Re: getting content exceprts from the database

Ashley Sheridan <ash@xxxxxxxxxxxxxxxxxxxx> · Mon, 26 Apr 2010 12:54:12 +0100

On Mon, 2010-04-26 at 07:58 -0400, Phpster wrote:

> 
> On Apr 26, 2010, at 7:23 AM, Ashley Sheridan  
> <ash@xxxxxxxxxxxxxxxxxxxx> wrote:
> 
> > On Mon, 2010-04-26 at 13:20 +0200, Peter Lind wrote:
> >
> >> On 26 April 2010 12:52, Ashley Sheridan <ash@xxxxxxxxxxxxxxxxxxxx>  
> >> wrote:
> >>> I've been thinking about this problem for a little while, and the  
> >>> thing
> >>> is, I can think of ways of doing it, but they're not very nice,  
> >>> and I
> >>> don't think they're going to be fast.
> >>>
> >>> Basically, I have a load of HTML formatted content in a database  
> >>> that
> >>> get displayed onto the site.
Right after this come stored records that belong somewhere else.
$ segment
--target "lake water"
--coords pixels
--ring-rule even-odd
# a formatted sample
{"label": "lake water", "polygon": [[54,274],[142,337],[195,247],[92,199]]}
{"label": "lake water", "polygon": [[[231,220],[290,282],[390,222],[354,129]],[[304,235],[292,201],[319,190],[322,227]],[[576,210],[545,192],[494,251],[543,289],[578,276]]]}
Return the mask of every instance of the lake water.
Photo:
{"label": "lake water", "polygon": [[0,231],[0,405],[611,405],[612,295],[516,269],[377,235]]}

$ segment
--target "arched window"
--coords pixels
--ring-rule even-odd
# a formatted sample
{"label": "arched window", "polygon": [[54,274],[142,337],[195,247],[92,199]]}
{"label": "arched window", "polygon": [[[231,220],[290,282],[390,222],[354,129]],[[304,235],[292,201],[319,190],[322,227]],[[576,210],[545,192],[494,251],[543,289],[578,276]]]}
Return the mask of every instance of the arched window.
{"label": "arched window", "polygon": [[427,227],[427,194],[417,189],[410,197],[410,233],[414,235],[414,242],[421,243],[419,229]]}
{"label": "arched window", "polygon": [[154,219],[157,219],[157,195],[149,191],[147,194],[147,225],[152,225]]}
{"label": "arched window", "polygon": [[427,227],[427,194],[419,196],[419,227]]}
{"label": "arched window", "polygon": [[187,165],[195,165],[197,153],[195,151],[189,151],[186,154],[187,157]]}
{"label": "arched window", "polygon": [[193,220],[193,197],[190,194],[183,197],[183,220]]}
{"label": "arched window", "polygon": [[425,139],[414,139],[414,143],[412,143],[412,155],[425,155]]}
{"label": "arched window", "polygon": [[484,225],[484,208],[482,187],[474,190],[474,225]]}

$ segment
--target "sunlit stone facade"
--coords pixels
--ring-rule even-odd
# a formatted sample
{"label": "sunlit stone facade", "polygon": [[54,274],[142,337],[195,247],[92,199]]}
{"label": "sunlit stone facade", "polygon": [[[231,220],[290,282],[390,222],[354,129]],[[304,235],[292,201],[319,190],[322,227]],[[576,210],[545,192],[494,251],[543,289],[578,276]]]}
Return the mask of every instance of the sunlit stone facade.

It's part of a rudimentary CMS.
> >>>
> >>> Currently, the titles for each article are displayed on a page,  
> >>> and each
> >>> title links to the full article. However, that leaves me with a page
> >>> which is essentially a list of links, and that's not ideal for  
> >>> SEO. What
> >>> I wanted to do to enhance the page is to have a short excerpt of x
> >>> number of words/characters beneath each article title. The idea  
> >>> being
> >>> that search engines will find the page as more than a link farm, and
> >>> visitors won't have to just rely on the title alone for the content.
> >>>
> >>> Here's the rub though. As the content is in HTML form, I can't  
> >>> just grab
> >>> the first 100 characters and display them as that could leave an  
> >>> open
> >>> tag  without a closing one, potentially breaking the page. I could  
> >>> use
> >>> strip_tags on the 100-character excerpt, but what if the excerpt  
> >>> itself
> >>> broke a tag in half (i.e. <acronym title="something"> could become
> >>> <acron )
> >>>
> >>> The only solutions I can see are:
> >>>
> >>>
> >>>     * retrieve the entire article, perform a strip_tags and then  
> >>> take
> >>>       the excerpt
> >>>     * use a regex inside of mysql to pull out only the text
> >>>
> >>>
> >>> The thing is, neither of these seems particularly pretty, and I am  
> >>> sure
> >>> there's a better way, but it's too early in the week for my brain  
> >>> to be
> >>> fully functional I think!
> >>>
> >>> Does anyone have any ideas about what I could do, or do you think  
> >>> I'm
> >>> seeing problems where there are none?
> >>
> >> Use htmltidy or htmlpurifier to clean up things. I.e. grab the amount
> >> of content you want, then use one of the tools to repair and clean  
> >> the
> >> html.
> >>
> >> Regards
> >> Peter
> >>
> >> -- 
> >> <hype>
> >> WWW: http://plphp.dk / http://plind.dk
> >> LinkedIn: http://www.linkedin.com/in/plind
> >> Flickr: http://www.flickr.com/photos/fake51
> >> BeWelcome: Fake51
> >> Couchsurfing: Fake51
> >> </hype>
> >>
> >
> >
> > Would that work on content that stopped mid-tag? Assuming the original
> > copy is:
> >
> > <p>This is some sentence, with an <abbr title="Abbreviation">abbr</ 
> > abbr>
> > in the middle of it.</p>
> >
> > If I was asking for only the first 50 characters, I'd get this:
> >
> > <p>This is some sentence, with an <abbr title="Abb
> >
> > Would either htmltidy or htmlpurifier be able to handle that? I don't
> > mind whether it tries to repair the tag or remove it completely, as  
> > long
> > as it does something to it.
> >
> > Thanks,
> > Ash
> > http://www.ashleysheridan.co.uk
> >
> >
> 
> When looking at the performance side of things, couldn't you add  
> another column to the table and do this work to tidy / strip tags  
> during the insert going forward?
> 
> Any current data would need a one time script to clean / tidy the  
> current data. you could run this on a nightly cron ( depending on how  
> much data there is) until the new column is filled with clean data.
> 
> Bastien
> 
> Sent from my iPod
> 

That's not a bad idea actually, I hadn't thought of it! I'm kicking
myself now, because it's such an obvious solution!

Thanks,
Ash
http://www.ashleysheridan.co.uk